The biggest issue for me, on this day and in the whole training, was the introduction to an input on “The West and the Rest”. I appreciated the input and the attempt to show how categories like “East”, “West”, “European”, and “Oriental” can be deconstructed by looking at the time and place of their creation, and at politically motivated instrumentalization.
What made me feel very uncomfortable was to see this important topic being introduced with the attempt to reproduce stereotypes about “East” and “West” and they way this was conducted:
Refusals to play along were repeatedly rejected and disencouraged by the moderator as well as by parts of the group, which I find to be a disastrous way of dealing with stereotypes. This does not mean that I deny the existence of stereotypes, of course they exist, and are stuck in everybody’s heads, as one person pointed out. In order to make them productive though, it has to be allowed to openly reject them, and express inability to reproduce them (especially when placing random adjectives in either “West” or “East”, without those being further defined. Eastern Germany? Eastern Europe? Eastern Romania? The “global” East?). Otherwise, if the mere fact of their existence defies every attempt at deconstruction, why mention them at all?
It has to be possible to have a proper discussion about both result of the method and the method itself, both of which did only happen in a small circle after the session when lunch was already being served.
I am aware that most people had no problem with this activity though, and that it is probably my “academic bias”, which dreads nothing so much as oversimplification.
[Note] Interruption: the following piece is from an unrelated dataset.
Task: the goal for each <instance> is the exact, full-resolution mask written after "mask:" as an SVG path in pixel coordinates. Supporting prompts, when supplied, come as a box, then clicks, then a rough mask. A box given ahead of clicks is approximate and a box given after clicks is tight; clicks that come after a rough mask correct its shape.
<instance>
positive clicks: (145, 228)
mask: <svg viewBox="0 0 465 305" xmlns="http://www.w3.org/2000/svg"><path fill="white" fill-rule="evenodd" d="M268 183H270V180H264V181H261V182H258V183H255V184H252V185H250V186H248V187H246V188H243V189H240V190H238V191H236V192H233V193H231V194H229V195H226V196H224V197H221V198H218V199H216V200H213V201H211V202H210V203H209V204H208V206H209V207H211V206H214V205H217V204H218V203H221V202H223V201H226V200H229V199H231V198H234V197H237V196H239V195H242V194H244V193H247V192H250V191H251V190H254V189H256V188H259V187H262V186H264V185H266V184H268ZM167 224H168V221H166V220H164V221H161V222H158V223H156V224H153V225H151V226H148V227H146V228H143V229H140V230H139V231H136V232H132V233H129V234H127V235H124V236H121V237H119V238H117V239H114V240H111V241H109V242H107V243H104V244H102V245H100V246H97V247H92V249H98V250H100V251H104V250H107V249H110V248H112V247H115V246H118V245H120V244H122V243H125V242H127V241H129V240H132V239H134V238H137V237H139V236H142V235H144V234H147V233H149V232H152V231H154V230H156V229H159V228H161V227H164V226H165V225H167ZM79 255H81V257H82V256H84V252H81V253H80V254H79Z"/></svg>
It is also clear that the group was so mixed that it was difficult to reach and satisfy everyone. Yet, this is place for reflection and further thoughts – so here it goes.
This whole thing left me pondering the question of how to deal with (national) stereotypes in education: Is it okay to invoke them, especially in a multi-national group? How to deal with people who actively reject them? For me, these issues are as central and deserve the same attention as the handling of gender stereotypes. Dealing with them insensitively might cause a lot of damage within a (multi-national) group and cause individuals to feel uncomfortable voicing their opinion.
Furthermore, if we accept the potentially harmful nature of this kind of stereotypes, why not try and act against them? Why not explicitly open a discussion about what makes them so persistent, and about the different functions they have on an individual, social, and political level? I did not attend the Anti-Bias-Workshop, but am generally fond of the idea of creating awareness about personal prejudice and patterns of thinking. Why not create a space in which national or ethnic stereotypes, when they come up, are either immediately discussed or at least made visible, not to shun the individual person but to be able to recognize biases?
During the last feedback round, one participant stated that for her it was rewarding, to meet so many people from Romania, because in the country she comes from, the stereotypical Romanian is a beggar. While this statement is of course potentially hurtful, it also allows many important questions to be reflected upon by everyone in the group individually: Do I feel personally offended by this statement (or not), and why (not)? Do I feel the same as this participant? Did I realize I felt the same before she said it? Would I have dared to say it? Did I suspect that’s what people in this participants country think?
And then, on a more general level: What are the reasons she had this stereotype? In which political/cultural/social/… context was it constructed? And so the deconstruction goes…
To sum it up, this day certainly gave me food for thought. And it convinced me even further that national stereotypes, as well as old tropes about “The West and the Rest”, are still among the most pressing issues to deal with on a European as well as on a global scale.
Sarah, thank you for your feedback.
I acknowledge the problematic nature of the exercise. My wish was to move together with the participants in the area of common places and try to deal with them from a distance, and see how they generate from a logic of cultural constructs and hegemonic discourses around what East and West are. On the previous day, at the anti bias workshop, we had discussed and worked on stereotypes: finding their sources and discussing intersectionality, seeing how they are reproduced and in what ways we can stop and prevent them. Still, as the workshop ended late into the night and people didn’t have time to share their presentation in the plenum, i wanted to offer at least a little more space for sharing and discussions.
My intention was to see how we reproduce the dichotomic thought around artificial cultural constructs such as E-W, concepts that were created and have not originated naturally, as I have tried to show in the presentation. I understand that I made a false presupposition, that participants would think of stereotypes and write them down, and not already filter or avoid them. I wasn’t explicit enough, either. My intention was twofold: first, to raise individual questions in participants about how they incorporate in their identity national stereotypes, how they relate to them, if they accept or reject them. Secondly, to use the stereotypes presented (and here not everyone thought of stereotypes, because i didn’t explain it sufficiently well) in order to have a discussion about what is considered to be east and west, and always move in this shallow waters of stereotypes or preconceived ideas and then see, with the presentation that followed, just how old they are and how they originated, discuss power relations and the artificiality of the terms. My goal was to deconstruct them as cultural constructs in the sequent presentation.
I am sorry if during this initial activity my moderation was perceived as restrictive, it was not my intention, and, as such, i accepted people wanting to place certain adjectives in the middle on the two columns. I perceived that as a refusal and i respected it.
Thank you again for your input and for your open questions.